Mas há vários problemas na pergunta:

1. Quando dizemos que a morte é punição do pecado, a única forma válida de dizê-lo é: a morte é punição (condenação) do pecado de Adão. Mesmo quem nunca cometeu um pecado atual pode morrer. Essa morte não está ligada aos nossos pecados individuais (“pela ofensa de um e por meio de um só, reinou a morte”, Rm 5:17).

2. Essa morte adâmica é propagada por toda a humanidade. Ela não acontece “substitutivamente”. Todos nós participamos dela. Quanto maior a humanidade, mais gente participa dela. Ninguém toma o lugar de ninguém.

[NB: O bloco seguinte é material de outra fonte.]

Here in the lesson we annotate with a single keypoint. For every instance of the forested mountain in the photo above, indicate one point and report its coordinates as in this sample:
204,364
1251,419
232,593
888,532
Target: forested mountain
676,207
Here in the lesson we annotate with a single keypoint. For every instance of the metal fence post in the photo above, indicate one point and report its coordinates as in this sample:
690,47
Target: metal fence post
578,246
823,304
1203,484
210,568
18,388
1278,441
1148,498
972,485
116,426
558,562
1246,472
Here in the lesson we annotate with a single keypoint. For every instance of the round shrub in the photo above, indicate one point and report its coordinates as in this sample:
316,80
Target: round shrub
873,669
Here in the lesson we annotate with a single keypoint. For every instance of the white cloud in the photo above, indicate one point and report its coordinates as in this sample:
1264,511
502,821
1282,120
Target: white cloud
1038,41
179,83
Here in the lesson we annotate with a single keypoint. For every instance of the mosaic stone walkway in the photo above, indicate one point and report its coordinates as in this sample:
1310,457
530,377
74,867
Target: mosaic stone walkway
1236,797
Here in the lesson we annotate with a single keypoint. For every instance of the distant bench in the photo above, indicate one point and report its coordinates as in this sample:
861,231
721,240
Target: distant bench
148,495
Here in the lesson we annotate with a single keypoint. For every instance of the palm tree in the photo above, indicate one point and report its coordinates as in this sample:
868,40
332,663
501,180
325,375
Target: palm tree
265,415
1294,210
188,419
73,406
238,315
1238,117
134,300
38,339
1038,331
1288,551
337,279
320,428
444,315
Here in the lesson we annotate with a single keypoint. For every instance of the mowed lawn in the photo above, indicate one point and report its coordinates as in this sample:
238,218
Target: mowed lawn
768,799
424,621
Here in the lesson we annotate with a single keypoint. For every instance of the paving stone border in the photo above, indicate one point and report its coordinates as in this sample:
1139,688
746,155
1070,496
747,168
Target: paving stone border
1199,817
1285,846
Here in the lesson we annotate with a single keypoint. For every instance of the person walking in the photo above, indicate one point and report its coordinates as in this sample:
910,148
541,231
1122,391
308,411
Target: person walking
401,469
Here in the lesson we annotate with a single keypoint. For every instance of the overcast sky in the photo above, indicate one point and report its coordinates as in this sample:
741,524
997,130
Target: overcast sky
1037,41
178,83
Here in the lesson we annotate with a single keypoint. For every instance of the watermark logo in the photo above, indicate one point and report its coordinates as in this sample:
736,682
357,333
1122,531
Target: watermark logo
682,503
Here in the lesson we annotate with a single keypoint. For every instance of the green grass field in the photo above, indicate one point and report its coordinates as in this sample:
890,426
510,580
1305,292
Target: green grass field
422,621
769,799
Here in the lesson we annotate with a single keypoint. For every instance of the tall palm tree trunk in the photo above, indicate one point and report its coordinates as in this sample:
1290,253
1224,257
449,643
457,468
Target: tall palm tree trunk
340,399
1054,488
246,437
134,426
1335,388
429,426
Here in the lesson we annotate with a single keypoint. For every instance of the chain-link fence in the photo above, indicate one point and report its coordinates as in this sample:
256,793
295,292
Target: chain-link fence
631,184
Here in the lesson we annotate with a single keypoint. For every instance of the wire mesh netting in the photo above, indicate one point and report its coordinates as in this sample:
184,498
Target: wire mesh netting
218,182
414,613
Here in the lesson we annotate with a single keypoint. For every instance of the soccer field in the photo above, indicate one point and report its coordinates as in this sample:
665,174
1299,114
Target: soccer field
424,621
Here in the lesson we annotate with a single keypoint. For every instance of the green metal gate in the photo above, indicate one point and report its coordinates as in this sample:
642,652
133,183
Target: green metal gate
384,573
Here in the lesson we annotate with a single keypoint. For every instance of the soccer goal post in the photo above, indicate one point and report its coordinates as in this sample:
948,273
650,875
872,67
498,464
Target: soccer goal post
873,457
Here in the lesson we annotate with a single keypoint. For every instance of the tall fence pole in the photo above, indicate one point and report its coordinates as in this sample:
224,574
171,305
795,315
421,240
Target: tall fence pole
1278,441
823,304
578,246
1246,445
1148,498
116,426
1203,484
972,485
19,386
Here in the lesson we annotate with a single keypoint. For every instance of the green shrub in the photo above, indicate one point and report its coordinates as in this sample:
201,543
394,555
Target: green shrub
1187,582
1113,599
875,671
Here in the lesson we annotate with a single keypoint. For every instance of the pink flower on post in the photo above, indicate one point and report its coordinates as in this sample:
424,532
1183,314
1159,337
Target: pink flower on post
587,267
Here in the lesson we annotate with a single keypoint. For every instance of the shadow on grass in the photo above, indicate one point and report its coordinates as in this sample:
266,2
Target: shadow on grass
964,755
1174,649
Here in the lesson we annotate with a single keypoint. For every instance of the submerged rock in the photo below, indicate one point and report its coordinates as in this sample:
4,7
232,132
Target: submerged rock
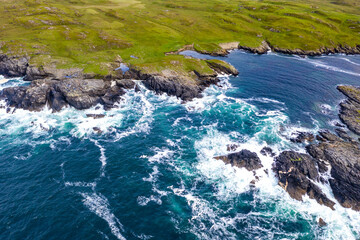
95,116
296,173
13,66
267,151
322,223
243,159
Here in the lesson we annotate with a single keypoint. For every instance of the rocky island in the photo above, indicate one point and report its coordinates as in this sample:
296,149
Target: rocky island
89,150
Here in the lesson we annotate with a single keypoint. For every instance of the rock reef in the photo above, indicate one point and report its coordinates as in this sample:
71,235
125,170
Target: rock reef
266,46
243,159
297,174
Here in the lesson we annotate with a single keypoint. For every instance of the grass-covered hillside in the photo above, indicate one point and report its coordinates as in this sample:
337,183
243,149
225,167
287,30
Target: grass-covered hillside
92,34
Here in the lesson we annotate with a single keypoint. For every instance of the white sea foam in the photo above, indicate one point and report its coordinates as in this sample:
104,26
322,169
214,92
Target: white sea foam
102,156
162,156
98,204
320,64
349,61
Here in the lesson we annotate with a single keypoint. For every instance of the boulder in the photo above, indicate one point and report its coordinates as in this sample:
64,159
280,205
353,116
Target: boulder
350,108
13,66
244,158
301,137
296,173
267,151
344,159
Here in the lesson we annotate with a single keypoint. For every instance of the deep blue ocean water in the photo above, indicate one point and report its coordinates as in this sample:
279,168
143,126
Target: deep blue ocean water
151,174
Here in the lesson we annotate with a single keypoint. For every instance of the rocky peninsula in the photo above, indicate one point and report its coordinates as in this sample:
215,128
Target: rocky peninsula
332,159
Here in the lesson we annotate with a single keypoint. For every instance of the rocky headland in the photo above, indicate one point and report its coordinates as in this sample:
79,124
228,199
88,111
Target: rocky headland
333,159
265,46
57,88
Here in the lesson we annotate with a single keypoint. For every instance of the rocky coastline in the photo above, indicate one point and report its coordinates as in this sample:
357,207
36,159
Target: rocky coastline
266,47
330,158
58,88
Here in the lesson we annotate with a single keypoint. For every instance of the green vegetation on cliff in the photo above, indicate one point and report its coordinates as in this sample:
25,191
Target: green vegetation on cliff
96,35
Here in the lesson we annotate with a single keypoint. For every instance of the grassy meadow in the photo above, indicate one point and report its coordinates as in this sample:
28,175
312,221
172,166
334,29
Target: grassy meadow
93,34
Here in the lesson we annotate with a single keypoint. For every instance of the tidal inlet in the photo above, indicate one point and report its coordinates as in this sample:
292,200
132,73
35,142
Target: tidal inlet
191,120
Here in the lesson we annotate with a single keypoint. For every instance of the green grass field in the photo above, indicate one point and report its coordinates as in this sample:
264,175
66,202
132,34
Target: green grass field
92,34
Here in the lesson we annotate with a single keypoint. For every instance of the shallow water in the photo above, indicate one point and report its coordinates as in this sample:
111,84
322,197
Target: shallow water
151,174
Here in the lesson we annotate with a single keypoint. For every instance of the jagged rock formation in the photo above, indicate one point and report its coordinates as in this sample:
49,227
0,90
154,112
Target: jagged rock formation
78,93
266,46
350,108
243,159
61,87
344,158
297,173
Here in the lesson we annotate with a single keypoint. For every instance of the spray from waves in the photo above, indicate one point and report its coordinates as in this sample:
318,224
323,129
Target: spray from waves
102,156
99,205
162,157
209,219
349,61
323,65
230,182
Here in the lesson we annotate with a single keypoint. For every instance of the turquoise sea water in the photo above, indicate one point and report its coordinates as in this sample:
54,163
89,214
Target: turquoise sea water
151,174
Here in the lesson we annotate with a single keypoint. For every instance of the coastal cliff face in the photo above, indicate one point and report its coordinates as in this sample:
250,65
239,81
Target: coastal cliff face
350,108
298,173
57,88
337,155
266,46
329,158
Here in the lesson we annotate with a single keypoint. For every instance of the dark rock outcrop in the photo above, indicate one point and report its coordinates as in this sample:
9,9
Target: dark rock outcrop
262,49
173,87
350,108
297,173
266,46
78,93
222,67
267,151
322,223
344,158
302,137
13,66
244,158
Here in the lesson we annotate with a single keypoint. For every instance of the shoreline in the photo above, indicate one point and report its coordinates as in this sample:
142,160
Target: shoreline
45,80
297,177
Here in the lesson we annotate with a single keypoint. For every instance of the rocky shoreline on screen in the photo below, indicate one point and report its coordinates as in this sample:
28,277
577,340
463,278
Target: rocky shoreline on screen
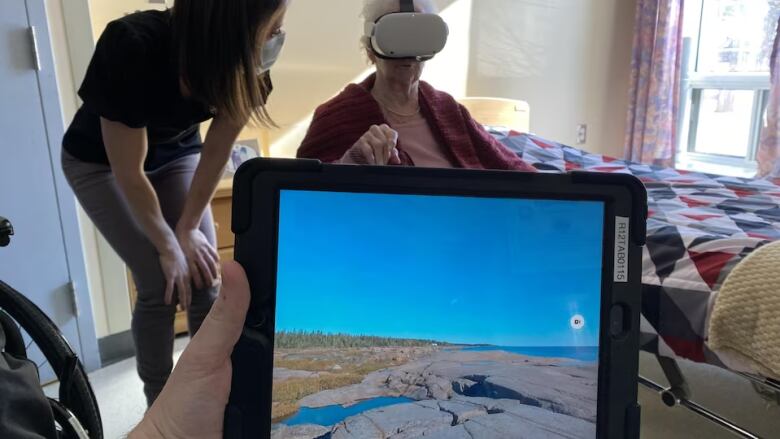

3. Quem foi redimido por Cristo ainda vai morrer. Portanto, se o propósito da obra de Cristo fosse receber sobre si a morte que nós deveríamos receber, sua obra teria falhado. Quase todos nós vamos morrer.

4. Geralmente o texto usado (e mal entendido) para indicar isso é Rm 6:23: “o salário do pecado é a morte”. Citando-o isoladamente, ignoramos tudo o que São Paulo elaborou desde Rm 5:12. A morte é o “salário” do pecado de Adão. Nesses capítulos de Romanos, “o pecado” (singular) não é o mesmo que as nossas transgressões individuais, e sim a “força destruidora” que Adão trouxe ao mundo.

5. Nesse mesmo contexto, Cristo morreu, não para receber uma morte que não era sua em nosso lugar, mas para romper o domínio da morte, de modo que possamos ressuscitar com ele (Rm 6:8-9), vencendo a morte em nós mesmos.

6. Não custa lembrar: nem todo pecado nosso leva à morte (espiritual), como aprendemos em 1Jo 5:17.